Ava se derrumbó, las lágrimas corriendo por su rostro. —Se han ido todos. Soy la única que queda.

Había estado sufriendo en silencio, pero ahora las palabras salían sin control, sacudiéndola hasta lo más profundo.

Caspian y Timothy, al escuchar sus llantos, apartaron la solapa de la tienda. Sus rostros de sorpresa coincidían con los de Astrid y Clementine. —¿Qué? —exclamaron juntos.

Ava enterró su rostro en sus manos, sollozando. —Espías de la Capital Occidental. Se escondían en la capital. Mataron a todos en la Mansión del Marqués del Norte. Me perdonaron porque estaba en la Mansión del General. Si no me hubiera casado con Ethan... ellos seguirían vivos.

El silencio cayó, pesado con el peso de su revelación. La masacre de toda una familia era incomprensible.

Uno a uno, se acercaron, abrazando a Ava. Astrid lloraba con ella, susurrando: —Pobre Ava. Lo sentimos mucho.

Clementine empujó suavemente a los demás, acercando a Ava. —¿Esos bastardos de la Capital Occidental están muertos? —preguntó, su voz temblando de rabia—. Si no, los encontraremos después de la guerra. Vengaremos a tu familia.

—Algunos están muertos —dijo Ava entrecortadamente—, pero algunos escaparon. Es casi imposible rastrear a los espías una vez que desaparecen.

Guardó silencio sobre el papel de Sophia. Su masacre despiadada había alimentado la ira de los espías de la Capital Occidental, llevándolos a la puerta de su familia. Ava sabía que sus amigos no tolerarían tal desprecio por la vida humana, incluso si eso ponía en riesgo el esfuerzo de guerra. La vida de Sophia no valdría ni una moneda de cobre si se enteraban.

Esto era más grande que los sentimientos personales.

—No te preocupes —insistió Clementine, decidida—. Los encontraremos después de la guerra.

Sabía la regla no escrita entre la Capital Occidental y Valoria: los civiles estaban fuera de límites. El asesinato a sangre fría de toda una familia, especialmente viudas y huérfanos, era una crueldad indescriptible.

Despreciable ni siquiera comenzaba a cubrirlo.

—Los encontraremos —repitió Astrid, su voz firme a pesar de las lágrimas.

Timothy y Caspian asintieron con firmeza. —No te preocupes, Ava —dijo Caspian, su voz cargada de emoción—. Esos monstruos no escaparán de la justicia.

Ava los abrazó a todos con fuerza, sus lágrimas fluyendo libremente.
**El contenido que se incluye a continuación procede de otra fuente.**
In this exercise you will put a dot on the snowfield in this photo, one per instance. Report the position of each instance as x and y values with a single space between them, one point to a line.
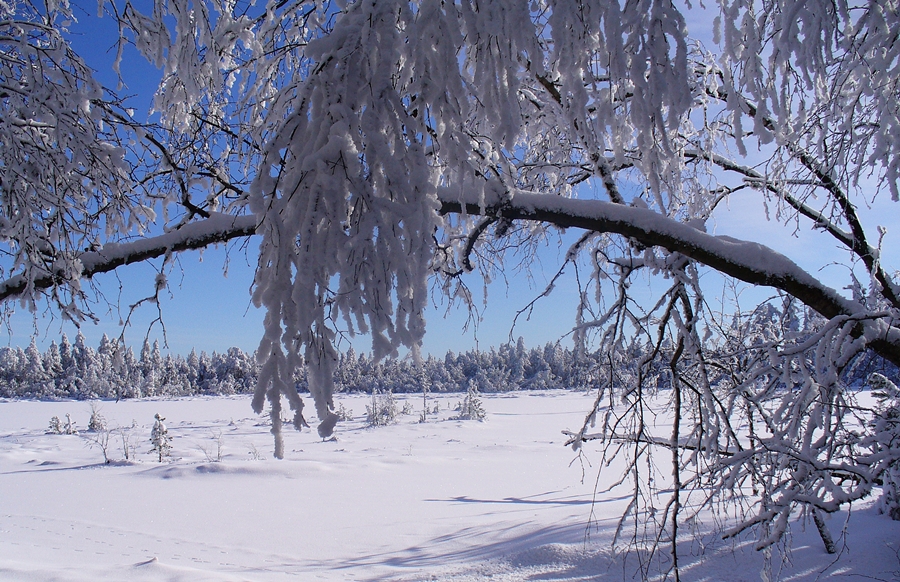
444 500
El dolor de perder a su familia era una herida abierta, y no podía contenerlo más.

Ninguno de ellos durmió esa noche. Permanecieron despiertos, atormentados por el dolor y movidos por la sed de venganza. A la mañana siguiente, sus ojos estaban hinchados y enrojecidos de tanto llorar.

Afortunadamente, Clementine tenía un ungüento para reducir la hinchazón. Y además, estaban en guerra. Un poco de suciedad y mugre eran lo de menos.
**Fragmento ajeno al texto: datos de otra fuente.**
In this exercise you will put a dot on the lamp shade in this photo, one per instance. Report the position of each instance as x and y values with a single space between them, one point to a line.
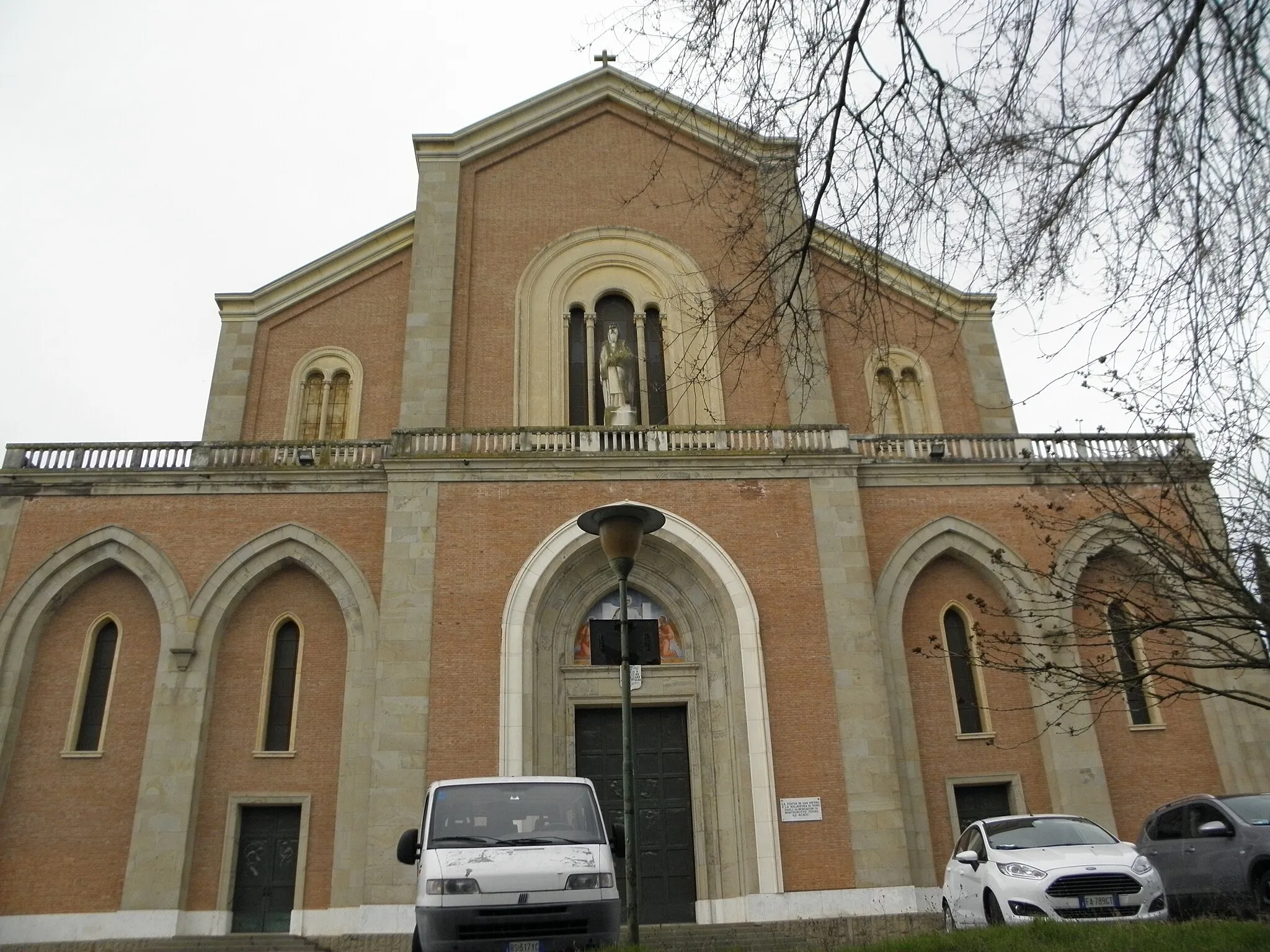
621 528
El primer ataque falso a la Ciudad de la Luna Azul tomó por sorpresa a las fuerzas del Reino del Desierto. Pensando que era real, corrieron a defender las murallas de la ciudad, los arqueros listos.

Los soldados valorianos, con los escudos en alto, cargaron contra la ciudad en oleadas. Se levantaron escaleras, se movieron máquinas de asedio, pero todo era una farsa. Después de una hora de caos, se retiraron sin siquiera intentar escalar las murallas.

Brandon, observando desde la muralla de la ciudad, se burló. —¿Tiempos desesperados, eh? ¿De verdad creen que pueden tomar la Luna Azul con una fuerza tan pequeña? ¿Unas pocas victorias y piensan que son invencibles? El Señor del Ártico es solo un tigre de papel.

Caleb, de pie a su lado, frunció el ceño. —Si es tan insignificante, ¿por qué perdimos veinte ciudades ante él? No lo subestimes, Brandon. No podemos permitirnos ese error.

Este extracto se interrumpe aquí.